Wenn einer weiß, wie man Frauen schwach macht, dann er. In Sachen Liebe blieb Lionel Richie, der Sänger und Produzent von Nummern wie "Hello", "Endless Love" und "All Night Long", konstant erfolgreich - zumindest musikalisch. Der selbsternannte "hoffnungslose Romantiker", der, so heißt es offiziell, seit sieben Jahren keine feste Partnerschaft mehr eingegangen ist, wäre bereit für eine dauerhafte Bindung. Nur begeistern konnte ihn seit seiner zweiten Scheidung noch keine Dame so richtig. Der 62-jährige Oscar- und mehrfache Grammy-Preisträger, der nach seiner Zeit bei The Commodores vor 30 Jahren eine Solo-Karriere gestartet hatte, besinnt sich heute lieber auf seine drei Kinder, zwei Enkelkinder und seine Wurzeln. "Wenn sie mit meinen Enkelkindern wegzieht, würde es mir das Herz brechen", sagt er über die angeblichen Pläne seiner ältesten Adoptivtochter Nicole Richie (30), nach Australien zu ziehen. Auf seinem nach seiner Heimatstadt betitelten aktuellen Album "Tuskegee" versammelt Richie von Willie Nelson bis Kenny Rogers zahlreiche Größen aus der Country-Szene und nahm seine Klassiker als Duett-Versionen neu auf. Im Interview spricht Richie über Shania Twains Bühnenangst, das Verhältnis zu seinen Kindern, und er erklärt, worauf es ihm bei einer Frau ankommt.
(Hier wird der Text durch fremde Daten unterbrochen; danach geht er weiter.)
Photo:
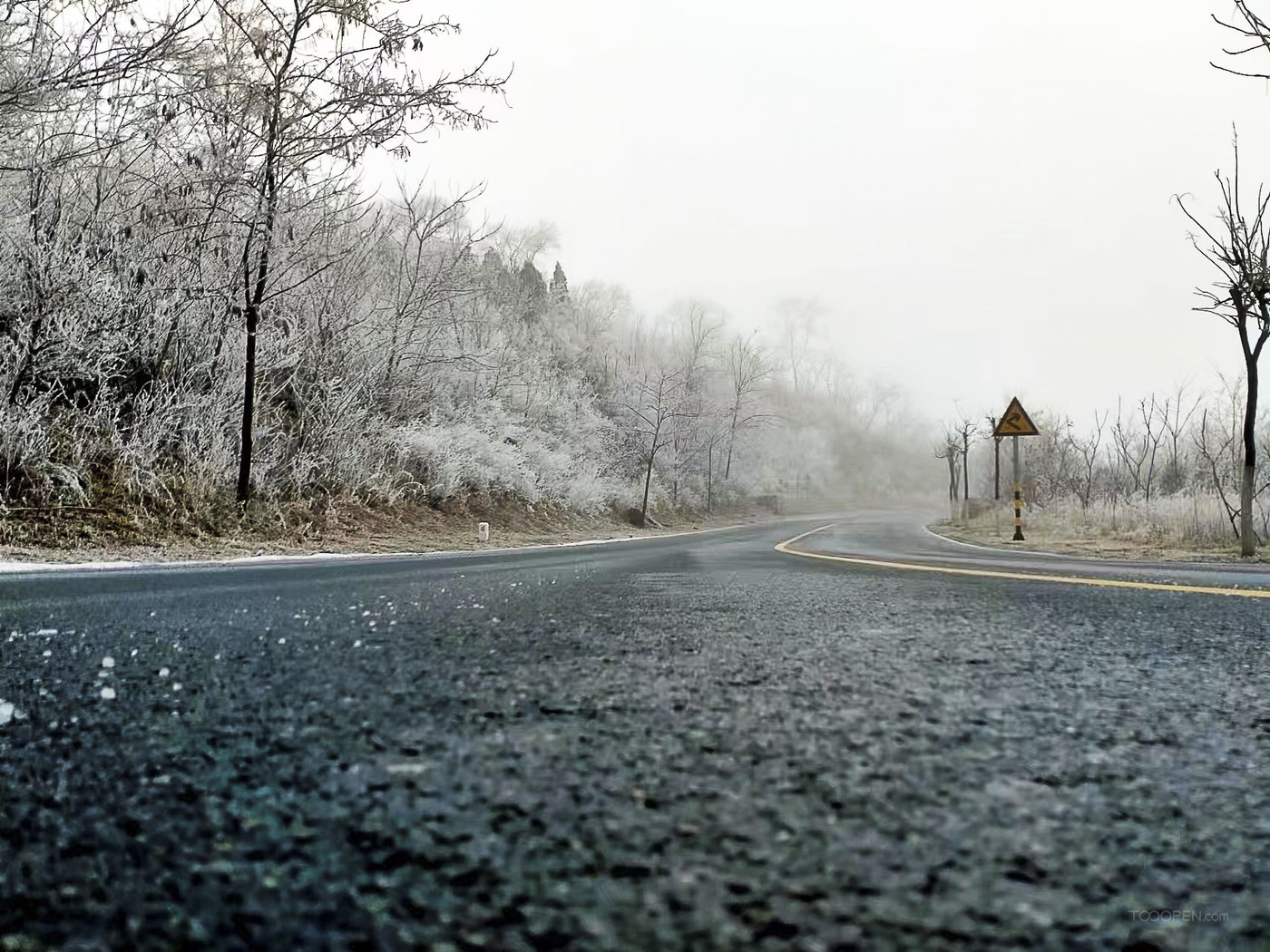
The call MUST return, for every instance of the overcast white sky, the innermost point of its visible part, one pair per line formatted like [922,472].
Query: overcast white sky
[978,192]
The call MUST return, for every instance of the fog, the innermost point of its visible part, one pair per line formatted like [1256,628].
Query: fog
[978,193]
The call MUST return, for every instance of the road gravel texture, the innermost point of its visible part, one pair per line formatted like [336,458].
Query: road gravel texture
[682,744]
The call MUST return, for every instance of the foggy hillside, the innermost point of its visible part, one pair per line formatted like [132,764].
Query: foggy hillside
[200,301]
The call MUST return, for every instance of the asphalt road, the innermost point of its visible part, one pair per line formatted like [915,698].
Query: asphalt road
[692,743]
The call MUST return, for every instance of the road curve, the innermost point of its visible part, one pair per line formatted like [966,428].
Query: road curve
[899,539]
[689,743]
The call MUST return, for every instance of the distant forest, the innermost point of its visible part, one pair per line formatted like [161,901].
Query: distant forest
[200,302]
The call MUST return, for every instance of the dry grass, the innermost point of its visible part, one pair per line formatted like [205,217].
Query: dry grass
[1177,529]
[334,524]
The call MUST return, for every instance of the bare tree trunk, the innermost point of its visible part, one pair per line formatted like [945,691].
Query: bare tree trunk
[648,481]
[244,486]
[708,478]
[1247,536]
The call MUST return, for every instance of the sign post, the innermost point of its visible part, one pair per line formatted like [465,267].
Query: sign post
[1016,423]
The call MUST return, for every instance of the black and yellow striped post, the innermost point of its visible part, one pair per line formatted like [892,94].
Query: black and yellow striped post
[1019,498]
[1016,423]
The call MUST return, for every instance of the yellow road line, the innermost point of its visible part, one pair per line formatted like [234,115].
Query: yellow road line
[786,548]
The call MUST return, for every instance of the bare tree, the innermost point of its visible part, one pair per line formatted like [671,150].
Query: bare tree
[949,450]
[1238,248]
[300,92]
[747,370]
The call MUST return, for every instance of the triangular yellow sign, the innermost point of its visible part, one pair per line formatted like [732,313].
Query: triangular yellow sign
[1015,422]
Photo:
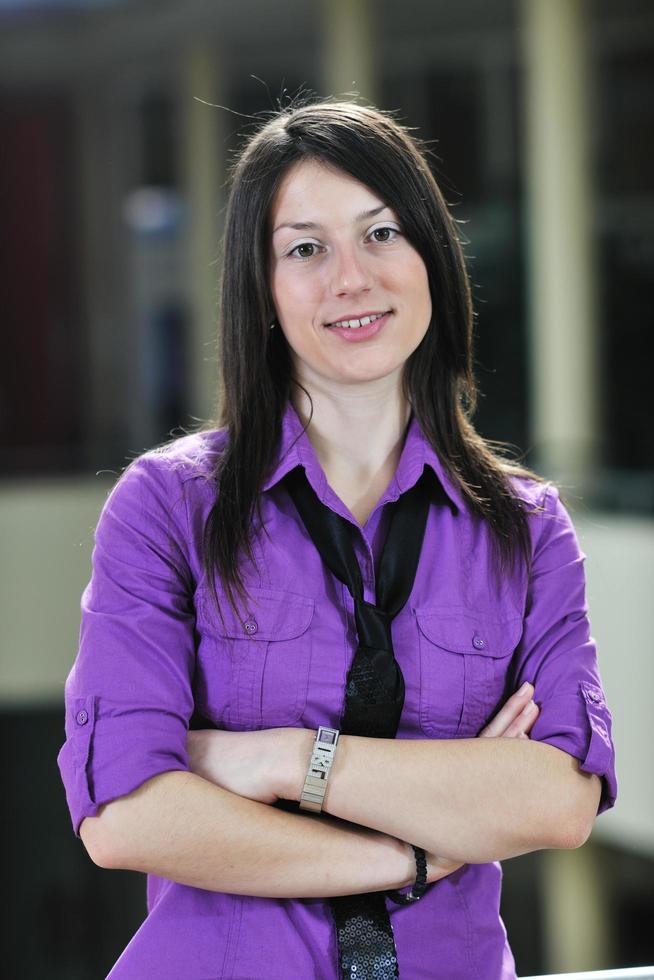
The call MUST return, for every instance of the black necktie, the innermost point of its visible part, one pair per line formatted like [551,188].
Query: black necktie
[374,694]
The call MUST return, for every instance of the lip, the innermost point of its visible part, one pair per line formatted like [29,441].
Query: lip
[361,334]
[356,316]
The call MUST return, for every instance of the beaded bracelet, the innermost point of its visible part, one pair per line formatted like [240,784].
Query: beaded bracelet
[420,886]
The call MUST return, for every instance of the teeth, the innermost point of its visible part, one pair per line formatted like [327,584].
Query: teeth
[355,324]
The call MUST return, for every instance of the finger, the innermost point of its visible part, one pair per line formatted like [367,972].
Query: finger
[524,721]
[508,713]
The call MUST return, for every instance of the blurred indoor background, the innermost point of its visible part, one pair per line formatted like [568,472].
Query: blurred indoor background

teleschau: Sie haben jeden erdenklichen Preis gewonnen, hatten zahlreiche Nr. 1-Hits und haben die Welt gesehen. Dennoch sagen Sie, dass Sie ein Junge vom Land sind.
Lionel Richie: Einen großen Teil des Lebens verbringen wir damit, von zu Hause wegzukommen. Wir wollen das Elternhaus verlassen, die Stadt, in der wir aufgewachsen sind. Wir wollen die Welt entdecken. Ich bin einmal um die Welt gereist und mit dem neuen Album wieder zu Hause angekommen.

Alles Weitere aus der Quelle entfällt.